WASHINGTON, DC (September 17, 2020)—To address the documented problem of one in four women veterans facing harassment when seeking care at the Veterans Health Administration (VA), VA developed a training to educate providers about harassment and how they can intervene to stop it. Early results suggest the training is acceptable and effective, reports a study selected as the Editor’s Choice for the September/October issue of Women’s Health Issues.
Women’s Health Issues is the official journal of the Jacobs Institute of Women’s Health, which is based in the Department of Health Policy and Management at Milken Institute School of Public Health (Milken Institute SPH) at the George Washington University.
Harassment at VA typically involves women veterans facing unwanted sexual attention, hostile or degrading comments, or unwelcome questioning of their status as veterans from men who are seeking VA services. After researching the problem and potential solutions, VA launched staff trainings to raise awareness about harassment and teach bystander intervention strategies. Mark R. Relyea, PhD, of the VA Connecticut Healthcare System and Yale School of Medicine, and colleagues evaluated the training with data from the first year of implementation at one state's VA health care system.

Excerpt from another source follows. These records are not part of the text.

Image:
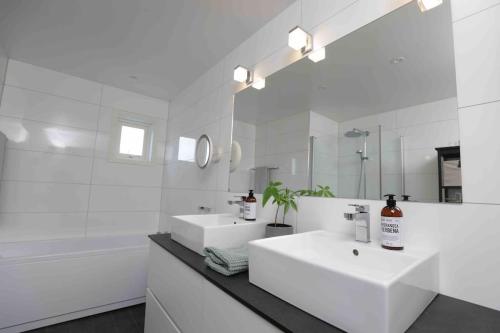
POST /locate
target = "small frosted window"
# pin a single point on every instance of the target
(187, 147)
(132, 141)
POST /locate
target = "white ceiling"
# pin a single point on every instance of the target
(166, 44)
(357, 78)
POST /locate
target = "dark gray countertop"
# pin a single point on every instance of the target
(444, 314)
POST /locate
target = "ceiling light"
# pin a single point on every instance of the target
(243, 75)
(300, 40)
(317, 55)
(426, 5)
(259, 84)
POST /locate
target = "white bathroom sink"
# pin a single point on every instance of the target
(376, 291)
(220, 230)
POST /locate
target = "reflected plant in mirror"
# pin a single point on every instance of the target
(319, 191)
(378, 115)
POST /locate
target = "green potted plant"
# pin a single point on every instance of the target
(282, 197)
(319, 191)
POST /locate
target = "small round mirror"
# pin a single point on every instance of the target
(204, 151)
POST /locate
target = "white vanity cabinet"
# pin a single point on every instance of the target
(181, 300)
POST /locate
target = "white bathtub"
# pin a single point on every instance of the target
(46, 282)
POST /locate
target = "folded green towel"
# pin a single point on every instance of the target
(227, 261)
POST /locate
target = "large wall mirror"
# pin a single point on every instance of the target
(378, 115)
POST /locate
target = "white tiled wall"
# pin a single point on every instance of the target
(3, 68)
(58, 181)
(466, 234)
(424, 127)
(284, 144)
(241, 179)
(325, 151)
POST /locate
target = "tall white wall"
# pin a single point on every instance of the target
(325, 151)
(284, 144)
(3, 69)
(466, 235)
(242, 179)
(57, 180)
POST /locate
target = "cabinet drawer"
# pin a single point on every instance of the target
(157, 319)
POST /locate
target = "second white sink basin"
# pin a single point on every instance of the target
(354, 286)
(220, 230)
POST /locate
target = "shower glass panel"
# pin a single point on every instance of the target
(349, 162)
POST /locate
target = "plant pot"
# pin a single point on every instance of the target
(278, 229)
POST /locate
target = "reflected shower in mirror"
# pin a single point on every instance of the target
(378, 115)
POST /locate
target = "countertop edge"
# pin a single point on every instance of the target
(442, 314)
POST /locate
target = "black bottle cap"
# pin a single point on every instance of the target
(391, 202)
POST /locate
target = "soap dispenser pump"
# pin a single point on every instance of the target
(391, 223)
(250, 213)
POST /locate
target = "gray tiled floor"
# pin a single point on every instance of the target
(126, 320)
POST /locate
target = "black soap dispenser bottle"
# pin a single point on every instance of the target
(391, 223)
(250, 213)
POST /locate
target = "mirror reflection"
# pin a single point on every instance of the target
(378, 115)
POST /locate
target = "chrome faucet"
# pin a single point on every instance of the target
(362, 219)
(241, 203)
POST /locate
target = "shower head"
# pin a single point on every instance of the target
(356, 133)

The optional single-session trainings lasted 45 to 60 minutes and involved instruction as well as group discussions of scenarios; participants completed surveys before and after attending the sessions. Using data from 180 participants, Relyea and his colleagues examined the acceptability of the training as well as changes in four attitudinal outcomes: awareness of harassment, barriers to intervening, self-efficacy for intervening, and intentions to intervene. They found that the majority considered the trainings acceptable, and after the trainings participants reported significantly decreased barriers to intervening when witnessing harassment and increased awareness, self-efficacy, and intention to intervene.

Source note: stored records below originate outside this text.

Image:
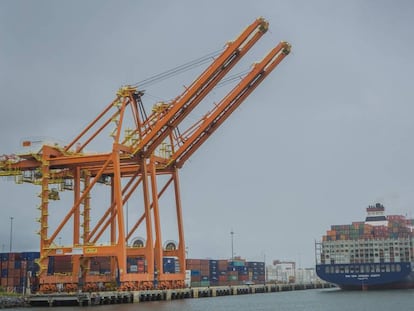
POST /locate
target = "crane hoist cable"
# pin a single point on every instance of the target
(179, 69)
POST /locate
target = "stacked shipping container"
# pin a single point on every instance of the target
(17, 270)
(398, 227)
(223, 272)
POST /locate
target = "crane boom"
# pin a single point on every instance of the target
(179, 108)
(198, 133)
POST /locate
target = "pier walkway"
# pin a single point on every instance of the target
(102, 298)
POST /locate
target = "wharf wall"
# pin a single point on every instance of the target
(104, 298)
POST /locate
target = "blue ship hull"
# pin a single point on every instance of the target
(368, 275)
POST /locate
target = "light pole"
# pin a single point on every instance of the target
(232, 237)
(11, 233)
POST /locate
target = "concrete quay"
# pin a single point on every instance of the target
(103, 298)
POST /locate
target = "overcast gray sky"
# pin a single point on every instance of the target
(324, 136)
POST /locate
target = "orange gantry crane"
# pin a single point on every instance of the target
(147, 152)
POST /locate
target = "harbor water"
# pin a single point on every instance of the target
(309, 300)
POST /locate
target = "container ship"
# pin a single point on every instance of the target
(374, 254)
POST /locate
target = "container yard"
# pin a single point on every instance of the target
(19, 271)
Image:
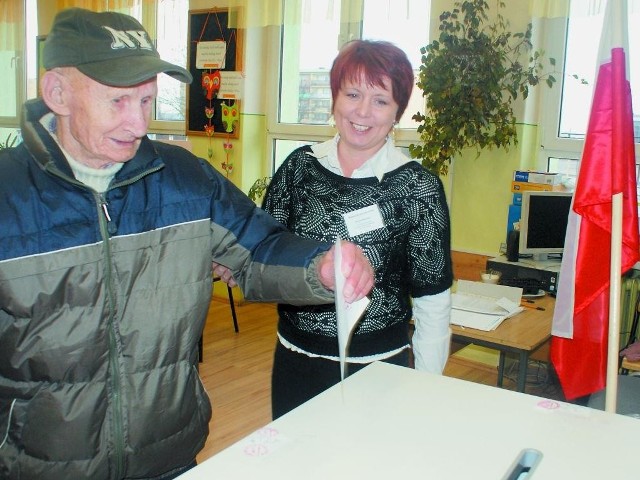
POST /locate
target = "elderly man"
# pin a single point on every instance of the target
(106, 245)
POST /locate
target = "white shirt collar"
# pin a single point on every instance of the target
(386, 159)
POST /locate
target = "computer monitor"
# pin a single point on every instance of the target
(543, 223)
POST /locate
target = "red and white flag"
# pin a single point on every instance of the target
(581, 318)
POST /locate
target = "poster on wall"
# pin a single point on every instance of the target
(215, 61)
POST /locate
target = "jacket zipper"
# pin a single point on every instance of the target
(114, 366)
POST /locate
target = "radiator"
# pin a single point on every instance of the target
(629, 291)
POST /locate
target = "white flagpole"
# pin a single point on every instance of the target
(615, 280)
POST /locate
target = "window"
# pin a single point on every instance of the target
(167, 22)
(567, 106)
(309, 40)
(12, 60)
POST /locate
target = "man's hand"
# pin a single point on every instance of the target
(224, 273)
(356, 269)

“Notably, staff stated that some of the most useful parts of the training involved group discussions where staff could hear from others, problem-solve strategies for response, and push their comfort zone within supportive and nonthreatening environments,” the authors report. They call for additional research, including randomized trials or quasi-experimental studies to examine whether trainings can affect bystander behaviors and decrease harassment, and they recommend that “institutions considering electronic trainings as a low-cost alternative to in-person trainings should evaluate the efficacy of such trainings before dissemination.”

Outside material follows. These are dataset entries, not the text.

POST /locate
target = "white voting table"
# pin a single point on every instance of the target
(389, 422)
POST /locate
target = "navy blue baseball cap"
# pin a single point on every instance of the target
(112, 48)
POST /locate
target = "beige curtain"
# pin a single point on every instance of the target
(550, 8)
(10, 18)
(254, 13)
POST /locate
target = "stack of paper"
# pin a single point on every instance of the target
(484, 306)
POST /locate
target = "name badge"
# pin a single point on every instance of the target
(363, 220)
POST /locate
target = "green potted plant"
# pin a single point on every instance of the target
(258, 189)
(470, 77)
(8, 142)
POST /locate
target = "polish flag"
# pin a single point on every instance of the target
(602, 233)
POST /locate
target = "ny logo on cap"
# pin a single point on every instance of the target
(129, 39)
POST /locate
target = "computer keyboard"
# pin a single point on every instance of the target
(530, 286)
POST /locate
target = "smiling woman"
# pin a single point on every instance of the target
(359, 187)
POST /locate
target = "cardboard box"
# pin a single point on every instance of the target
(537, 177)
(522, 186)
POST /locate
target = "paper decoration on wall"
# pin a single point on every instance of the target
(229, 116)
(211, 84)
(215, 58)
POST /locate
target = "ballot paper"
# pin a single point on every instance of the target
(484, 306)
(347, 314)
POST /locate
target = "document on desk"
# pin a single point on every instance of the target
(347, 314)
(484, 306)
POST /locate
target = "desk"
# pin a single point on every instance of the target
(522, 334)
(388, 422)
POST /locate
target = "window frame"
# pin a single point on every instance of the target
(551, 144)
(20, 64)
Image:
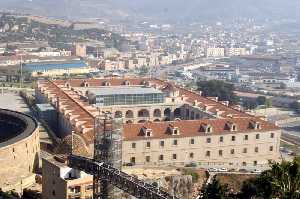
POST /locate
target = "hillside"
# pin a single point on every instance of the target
(166, 10)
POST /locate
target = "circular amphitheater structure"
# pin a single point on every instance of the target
(19, 150)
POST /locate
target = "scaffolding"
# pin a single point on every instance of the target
(107, 149)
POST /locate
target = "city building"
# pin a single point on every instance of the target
(215, 52)
(56, 68)
(161, 121)
(80, 50)
(235, 51)
(19, 150)
(61, 181)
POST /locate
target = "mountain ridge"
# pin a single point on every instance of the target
(158, 10)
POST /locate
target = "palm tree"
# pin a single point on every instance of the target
(214, 190)
(281, 181)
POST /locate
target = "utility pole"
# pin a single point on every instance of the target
(21, 72)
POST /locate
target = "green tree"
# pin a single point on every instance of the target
(215, 190)
(249, 103)
(281, 181)
(224, 91)
(261, 100)
(144, 70)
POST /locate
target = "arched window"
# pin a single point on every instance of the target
(118, 114)
(143, 113)
(157, 113)
(129, 114)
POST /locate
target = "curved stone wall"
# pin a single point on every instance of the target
(19, 148)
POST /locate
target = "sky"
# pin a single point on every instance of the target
(163, 10)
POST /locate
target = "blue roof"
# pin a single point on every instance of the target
(45, 107)
(42, 66)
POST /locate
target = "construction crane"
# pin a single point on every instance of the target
(117, 178)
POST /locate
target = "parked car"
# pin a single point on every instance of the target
(243, 170)
(192, 164)
(256, 171)
(223, 170)
(213, 170)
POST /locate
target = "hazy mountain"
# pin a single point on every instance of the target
(164, 10)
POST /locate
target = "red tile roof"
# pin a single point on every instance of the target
(191, 128)
(70, 99)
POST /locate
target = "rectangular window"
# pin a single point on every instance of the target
(232, 151)
(148, 144)
(132, 160)
(174, 156)
(161, 158)
(147, 158)
(192, 141)
(221, 139)
(257, 136)
(207, 153)
(232, 138)
(220, 153)
(255, 163)
(162, 143)
(175, 142)
(133, 145)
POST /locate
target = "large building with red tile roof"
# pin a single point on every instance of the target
(164, 124)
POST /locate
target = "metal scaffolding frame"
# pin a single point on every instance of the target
(119, 179)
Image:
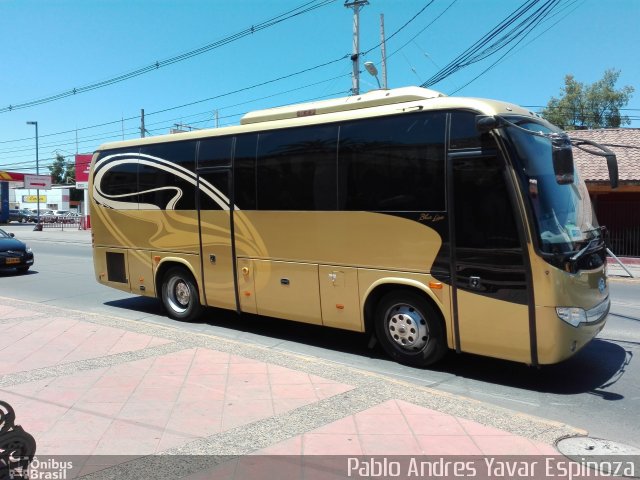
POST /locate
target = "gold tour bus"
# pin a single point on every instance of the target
(428, 222)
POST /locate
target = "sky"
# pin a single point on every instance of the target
(50, 47)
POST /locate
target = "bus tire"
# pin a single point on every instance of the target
(180, 295)
(410, 329)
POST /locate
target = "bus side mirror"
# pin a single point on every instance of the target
(562, 157)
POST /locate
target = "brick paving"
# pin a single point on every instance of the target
(100, 386)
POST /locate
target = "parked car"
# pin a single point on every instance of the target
(23, 216)
(14, 253)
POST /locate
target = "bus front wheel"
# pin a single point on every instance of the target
(409, 329)
(180, 295)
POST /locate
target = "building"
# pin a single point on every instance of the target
(617, 209)
(55, 198)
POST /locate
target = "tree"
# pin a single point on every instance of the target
(62, 172)
(583, 106)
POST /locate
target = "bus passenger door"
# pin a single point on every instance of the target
(490, 281)
(215, 218)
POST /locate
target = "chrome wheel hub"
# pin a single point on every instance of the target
(179, 295)
(407, 327)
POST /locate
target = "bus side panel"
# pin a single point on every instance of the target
(496, 328)
(141, 276)
(354, 239)
(217, 261)
(111, 267)
(339, 298)
(288, 290)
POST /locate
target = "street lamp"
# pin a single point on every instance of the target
(373, 71)
(37, 171)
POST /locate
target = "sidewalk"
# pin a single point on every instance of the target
(126, 399)
(96, 386)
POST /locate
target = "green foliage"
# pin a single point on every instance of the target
(62, 172)
(589, 106)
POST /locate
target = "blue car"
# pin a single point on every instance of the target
(14, 253)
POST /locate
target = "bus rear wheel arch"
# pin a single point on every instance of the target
(179, 294)
(409, 328)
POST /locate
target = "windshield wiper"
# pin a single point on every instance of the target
(594, 242)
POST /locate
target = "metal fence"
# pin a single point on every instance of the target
(72, 223)
(622, 219)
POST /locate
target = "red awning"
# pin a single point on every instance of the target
(11, 176)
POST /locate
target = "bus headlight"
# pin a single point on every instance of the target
(572, 315)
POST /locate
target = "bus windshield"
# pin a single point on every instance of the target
(563, 212)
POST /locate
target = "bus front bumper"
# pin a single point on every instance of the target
(563, 331)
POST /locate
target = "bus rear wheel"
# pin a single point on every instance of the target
(180, 295)
(410, 329)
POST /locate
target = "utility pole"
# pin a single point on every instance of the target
(355, 55)
(383, 50)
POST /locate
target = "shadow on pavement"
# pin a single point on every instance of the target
(594, 370)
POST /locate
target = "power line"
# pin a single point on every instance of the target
(302, 9)
(532, 23)
(496, 39)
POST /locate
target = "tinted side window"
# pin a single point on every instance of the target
(214, 168)
(244, 165)
(116, 178)
(166, 176)
(393, 163)
(297, 169)
(215, 152)
(464, 133)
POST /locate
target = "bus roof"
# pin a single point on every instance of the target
(374, 98)
(374, 103)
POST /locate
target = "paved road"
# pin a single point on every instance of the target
(598, 390)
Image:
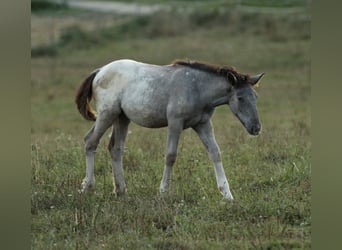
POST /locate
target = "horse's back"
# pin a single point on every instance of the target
(139, 90)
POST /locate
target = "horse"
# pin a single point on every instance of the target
(180, 95)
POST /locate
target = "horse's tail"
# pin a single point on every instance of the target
(83, 97)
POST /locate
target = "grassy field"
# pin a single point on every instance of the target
(270, 175)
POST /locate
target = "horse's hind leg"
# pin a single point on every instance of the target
(173, 134)
(92, 139)
(116, 147)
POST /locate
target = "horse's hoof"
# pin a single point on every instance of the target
(86, 186)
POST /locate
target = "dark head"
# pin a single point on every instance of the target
(242, 102)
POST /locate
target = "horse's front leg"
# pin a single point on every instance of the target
(206, 134)
(116, 147)
(173, 133)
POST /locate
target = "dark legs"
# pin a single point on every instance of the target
(116, 147)
(173, 133)
(91, 141)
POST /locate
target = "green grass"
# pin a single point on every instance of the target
(270, 175)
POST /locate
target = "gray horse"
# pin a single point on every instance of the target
(181, 95)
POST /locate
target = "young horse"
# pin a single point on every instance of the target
(181, 95)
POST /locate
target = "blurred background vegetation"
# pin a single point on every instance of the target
(270, 175)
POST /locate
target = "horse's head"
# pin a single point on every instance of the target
(242, 103)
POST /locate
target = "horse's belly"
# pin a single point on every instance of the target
(146, 117)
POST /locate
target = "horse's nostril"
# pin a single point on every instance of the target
(256, 129)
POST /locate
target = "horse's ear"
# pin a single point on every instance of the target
(255, 79)
(232, 78)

“In addition to identifying problems and developing interventions, institutions must evaluate their interventions to make sure they are addressing the problems,” said Amita Vyas, Editor-in-Chief of Women's Health Issues and associate professor of prevention and community health at Milken Institute SPH. “This study is an important step toward ensuring that women veterans can receive health care in welcoming environments.”
“Evaluating Bystander Intervention Training to Address Patient Harassment at the Veterans Health Administration” has been published in the September/October issue of Women’s Health Issues.